Но если даже и так, то пленным от этого было ничуть не легче. Смерть их была не простой, а, как правило, мучительной, со вспарыванием животов, сжиганием на кострах и вырезанием ненавистных крестов на груди и спине.
Ситуацию усугубляло еще и то, что Константин настрого запретил применять оружие против своих союзников, не желая вызвать у них обид, а разогнать озлобленных местных жителей одними плетями удавалось не всегда.
Вальдемар же продолжал веселиться как ни в чем не бывало. Может, он только изображал веселье, кто знает, но как бы там ни было, а через пять дней этой разгульной жизни рязанскому князю пришлось самому поднять щекотливый вопрос о выкупе.
К сожалению, этими вопросами бывший учитель истории в свое время практически не интересовался, а потому очень сильно опасался продешевить. Что-то такое он помнил о баснословных суммах, которые требовали с плененных английских и французских королей. С Людовика IX Святого и его спутников на Востоке, кажется, потребовали миллионы, да и за Иоанна II Доброго англичане тоже вроде бы заломили не меньше, причем золотом. [112]
Проблема заключалась еще и в том, что соотношение золота к серебру Константин к этому времени уже знал, но в монетах разбирался плохо, тем более во французских, которые практически не ходили на Руси. А это было очень важно. Иная серебряная монета из-за своего большого веса стоила гораздо дороже золотой. Тем более ему смутно помнилось, что как раз за самого Вальдемара запросили намного меньше, всего несколько десятков тысяч, причем серебром. [113] Вот и думай, сколько заломить, чтоб и не прогадать, и чтоб цифра не оказалась несуразной.
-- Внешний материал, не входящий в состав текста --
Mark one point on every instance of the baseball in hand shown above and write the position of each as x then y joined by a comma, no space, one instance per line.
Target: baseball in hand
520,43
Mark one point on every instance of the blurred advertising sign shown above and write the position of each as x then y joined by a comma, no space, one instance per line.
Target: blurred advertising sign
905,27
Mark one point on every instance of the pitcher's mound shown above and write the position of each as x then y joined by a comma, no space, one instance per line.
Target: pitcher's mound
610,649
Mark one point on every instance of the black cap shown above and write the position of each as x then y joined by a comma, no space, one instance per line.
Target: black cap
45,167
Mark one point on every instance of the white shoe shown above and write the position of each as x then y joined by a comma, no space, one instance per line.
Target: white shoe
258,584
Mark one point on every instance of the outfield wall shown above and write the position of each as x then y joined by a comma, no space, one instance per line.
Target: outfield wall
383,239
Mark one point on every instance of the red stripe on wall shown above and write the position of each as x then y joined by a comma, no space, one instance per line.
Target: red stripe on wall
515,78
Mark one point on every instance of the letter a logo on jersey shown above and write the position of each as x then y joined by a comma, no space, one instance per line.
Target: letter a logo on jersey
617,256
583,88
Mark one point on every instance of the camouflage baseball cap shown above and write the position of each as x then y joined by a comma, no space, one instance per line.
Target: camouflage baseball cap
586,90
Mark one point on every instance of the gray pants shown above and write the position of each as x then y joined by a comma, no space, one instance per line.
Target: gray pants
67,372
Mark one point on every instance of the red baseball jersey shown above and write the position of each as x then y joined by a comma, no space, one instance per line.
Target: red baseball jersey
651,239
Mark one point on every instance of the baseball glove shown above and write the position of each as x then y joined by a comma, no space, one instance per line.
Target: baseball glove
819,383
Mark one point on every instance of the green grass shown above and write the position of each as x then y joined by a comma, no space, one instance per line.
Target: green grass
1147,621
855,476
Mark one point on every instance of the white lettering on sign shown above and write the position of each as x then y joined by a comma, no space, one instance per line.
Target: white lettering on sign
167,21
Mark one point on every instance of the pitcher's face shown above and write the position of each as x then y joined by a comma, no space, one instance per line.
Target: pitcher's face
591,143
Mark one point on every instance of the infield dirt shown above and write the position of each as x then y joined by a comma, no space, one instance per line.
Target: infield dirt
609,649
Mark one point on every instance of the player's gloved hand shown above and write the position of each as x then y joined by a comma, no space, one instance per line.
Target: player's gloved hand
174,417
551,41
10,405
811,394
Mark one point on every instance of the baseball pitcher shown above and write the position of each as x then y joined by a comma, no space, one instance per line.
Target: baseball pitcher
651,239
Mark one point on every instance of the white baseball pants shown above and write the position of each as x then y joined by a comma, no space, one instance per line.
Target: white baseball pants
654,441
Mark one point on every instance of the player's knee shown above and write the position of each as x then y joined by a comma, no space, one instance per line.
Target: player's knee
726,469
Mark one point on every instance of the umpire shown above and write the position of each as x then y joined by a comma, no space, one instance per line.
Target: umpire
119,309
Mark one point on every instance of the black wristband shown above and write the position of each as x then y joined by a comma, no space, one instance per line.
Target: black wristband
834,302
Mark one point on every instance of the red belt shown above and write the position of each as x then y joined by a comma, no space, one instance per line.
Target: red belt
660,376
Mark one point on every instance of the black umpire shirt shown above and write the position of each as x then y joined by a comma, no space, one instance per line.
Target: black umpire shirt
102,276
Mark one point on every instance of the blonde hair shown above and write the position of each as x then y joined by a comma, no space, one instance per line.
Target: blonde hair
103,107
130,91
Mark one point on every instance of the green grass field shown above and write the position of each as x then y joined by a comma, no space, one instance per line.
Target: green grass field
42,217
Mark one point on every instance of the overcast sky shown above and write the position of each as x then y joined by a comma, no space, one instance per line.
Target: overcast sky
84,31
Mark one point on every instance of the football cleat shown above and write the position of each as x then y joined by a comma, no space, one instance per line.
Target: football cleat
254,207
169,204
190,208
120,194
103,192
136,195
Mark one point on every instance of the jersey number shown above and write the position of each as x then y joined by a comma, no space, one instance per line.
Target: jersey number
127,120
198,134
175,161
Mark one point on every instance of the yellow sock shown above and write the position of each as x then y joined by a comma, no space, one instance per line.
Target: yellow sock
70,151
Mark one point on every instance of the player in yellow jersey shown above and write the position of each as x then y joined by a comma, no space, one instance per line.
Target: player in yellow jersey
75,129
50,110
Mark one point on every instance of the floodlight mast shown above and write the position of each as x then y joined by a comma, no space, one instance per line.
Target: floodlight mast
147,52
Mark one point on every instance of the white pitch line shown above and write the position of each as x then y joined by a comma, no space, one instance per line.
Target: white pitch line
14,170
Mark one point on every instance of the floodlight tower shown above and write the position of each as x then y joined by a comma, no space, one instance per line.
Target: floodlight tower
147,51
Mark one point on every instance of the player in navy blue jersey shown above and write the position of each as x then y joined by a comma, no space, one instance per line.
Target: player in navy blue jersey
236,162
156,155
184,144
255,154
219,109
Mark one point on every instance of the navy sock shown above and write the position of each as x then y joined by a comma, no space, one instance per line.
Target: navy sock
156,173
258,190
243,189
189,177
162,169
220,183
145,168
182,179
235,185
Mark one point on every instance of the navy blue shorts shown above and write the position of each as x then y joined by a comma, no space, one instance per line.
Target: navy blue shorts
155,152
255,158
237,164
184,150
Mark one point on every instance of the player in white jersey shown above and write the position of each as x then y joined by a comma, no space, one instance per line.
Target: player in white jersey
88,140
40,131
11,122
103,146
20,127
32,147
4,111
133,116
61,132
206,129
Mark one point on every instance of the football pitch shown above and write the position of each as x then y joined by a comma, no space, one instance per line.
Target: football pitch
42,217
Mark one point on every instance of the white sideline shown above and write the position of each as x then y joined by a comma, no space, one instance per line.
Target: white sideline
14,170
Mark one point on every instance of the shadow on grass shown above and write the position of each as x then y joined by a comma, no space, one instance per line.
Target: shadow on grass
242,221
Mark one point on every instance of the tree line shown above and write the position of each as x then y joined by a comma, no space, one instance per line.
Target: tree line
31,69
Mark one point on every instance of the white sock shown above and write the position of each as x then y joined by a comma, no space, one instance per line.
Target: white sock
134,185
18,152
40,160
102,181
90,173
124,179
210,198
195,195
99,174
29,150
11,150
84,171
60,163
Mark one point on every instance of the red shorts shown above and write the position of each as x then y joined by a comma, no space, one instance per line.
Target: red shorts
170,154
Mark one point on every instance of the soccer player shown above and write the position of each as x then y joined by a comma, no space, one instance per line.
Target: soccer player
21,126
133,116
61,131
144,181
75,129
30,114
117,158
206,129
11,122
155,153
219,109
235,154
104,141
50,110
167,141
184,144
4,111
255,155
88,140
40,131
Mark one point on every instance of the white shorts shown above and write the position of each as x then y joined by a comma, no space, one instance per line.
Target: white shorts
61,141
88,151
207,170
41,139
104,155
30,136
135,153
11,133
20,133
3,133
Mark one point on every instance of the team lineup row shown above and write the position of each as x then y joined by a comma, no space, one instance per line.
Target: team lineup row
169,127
Мудрая мысль пришла ему в голову только на исходе третьих суток. Она не решала всех проблем, но позволяла выбрать хоть какие-то первоначальные ориентиры.
Поэтому разговор о выкупе он начал, но тут же изящно уступил слово собеседнику.
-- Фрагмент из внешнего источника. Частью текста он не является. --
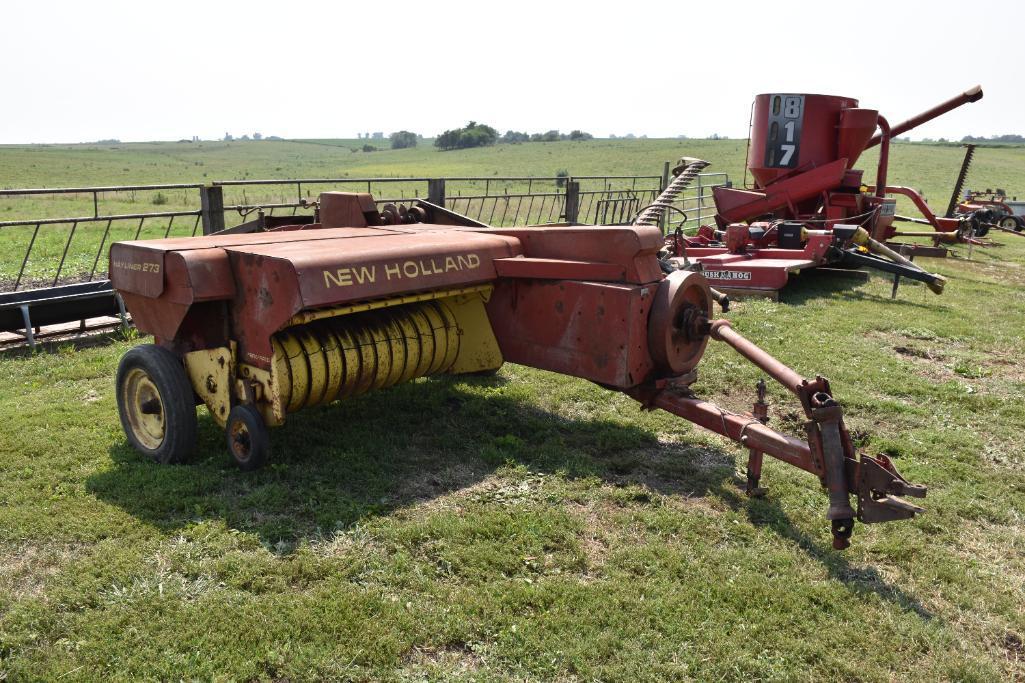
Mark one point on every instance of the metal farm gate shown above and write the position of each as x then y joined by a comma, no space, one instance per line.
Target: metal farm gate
53,265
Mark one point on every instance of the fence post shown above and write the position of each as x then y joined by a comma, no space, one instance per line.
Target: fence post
572,201
436,191
211,201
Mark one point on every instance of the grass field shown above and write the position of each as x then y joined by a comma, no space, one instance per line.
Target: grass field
532,526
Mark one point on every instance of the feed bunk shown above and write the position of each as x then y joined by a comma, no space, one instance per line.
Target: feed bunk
257,326
809,206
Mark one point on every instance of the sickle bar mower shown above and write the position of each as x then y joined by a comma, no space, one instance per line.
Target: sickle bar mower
257,326
809,206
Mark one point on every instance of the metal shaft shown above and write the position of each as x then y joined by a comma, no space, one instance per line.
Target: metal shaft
973,94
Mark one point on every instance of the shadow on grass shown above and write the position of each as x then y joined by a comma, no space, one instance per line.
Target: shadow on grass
767,513
337,466
814,285
74,340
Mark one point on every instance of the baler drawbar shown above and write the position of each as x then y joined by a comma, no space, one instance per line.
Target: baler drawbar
260,325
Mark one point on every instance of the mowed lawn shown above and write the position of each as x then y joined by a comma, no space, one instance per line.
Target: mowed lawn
531,526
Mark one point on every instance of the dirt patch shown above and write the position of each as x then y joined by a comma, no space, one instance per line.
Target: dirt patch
452,658
1012,642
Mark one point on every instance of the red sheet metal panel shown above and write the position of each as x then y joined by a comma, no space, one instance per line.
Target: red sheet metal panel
278,280
558,269
631,247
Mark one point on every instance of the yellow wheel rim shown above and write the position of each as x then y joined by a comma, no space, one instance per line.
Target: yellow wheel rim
145,408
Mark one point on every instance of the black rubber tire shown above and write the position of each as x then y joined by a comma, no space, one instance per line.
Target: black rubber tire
176,405
248,439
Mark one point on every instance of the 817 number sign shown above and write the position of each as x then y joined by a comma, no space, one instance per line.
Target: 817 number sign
785,116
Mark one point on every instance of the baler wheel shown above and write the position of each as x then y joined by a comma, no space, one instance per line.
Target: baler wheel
156,404
248,440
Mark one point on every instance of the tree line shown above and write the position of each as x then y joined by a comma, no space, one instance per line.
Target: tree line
479,134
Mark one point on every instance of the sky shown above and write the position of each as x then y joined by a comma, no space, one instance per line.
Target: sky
145,71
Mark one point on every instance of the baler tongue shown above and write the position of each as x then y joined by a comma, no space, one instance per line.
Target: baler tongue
877,485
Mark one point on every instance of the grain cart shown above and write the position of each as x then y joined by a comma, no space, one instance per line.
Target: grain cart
257,326
809,205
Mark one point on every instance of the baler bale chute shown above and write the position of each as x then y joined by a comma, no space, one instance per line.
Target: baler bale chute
809,205
257,326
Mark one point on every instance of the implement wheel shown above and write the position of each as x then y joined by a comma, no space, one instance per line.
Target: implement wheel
248,441
156,404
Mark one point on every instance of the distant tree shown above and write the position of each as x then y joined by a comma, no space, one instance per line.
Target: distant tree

– Думаю, что великий король Вальдемар, еще при своей жизни заслуженно прозванный Победителем, сам в состоянии по достоинству оценить сумму своего выкупа из плена, – заметил рязанский князь.
– И конунг Руси выпустит меня за указанную сумму? – оживился король.
Даже у переводчика загорелись глаза и тут же погасли от вежливого ответа русича:
– Конунг благосклонно выслушает ее и примет свое решение.
– Тогда зачем королю Дании называть сумму, если от нее ничего не зависит? – почти сердито заявил Вальдемар.
– Мне было бы интересно, в какую сумму государь оценивает сам себя, – парировал рязанский князь.
– Столько золота не наберется во всей христианской Европе, – ответил Вальдемар и горделиво вскинул крупную породистую голову, изрядно припорошенную сединой.
– А сколько он готов выложить за себя, чтобы завтра уплыть на родину? – все так же благожелательно продолжал гнуть свое Константин.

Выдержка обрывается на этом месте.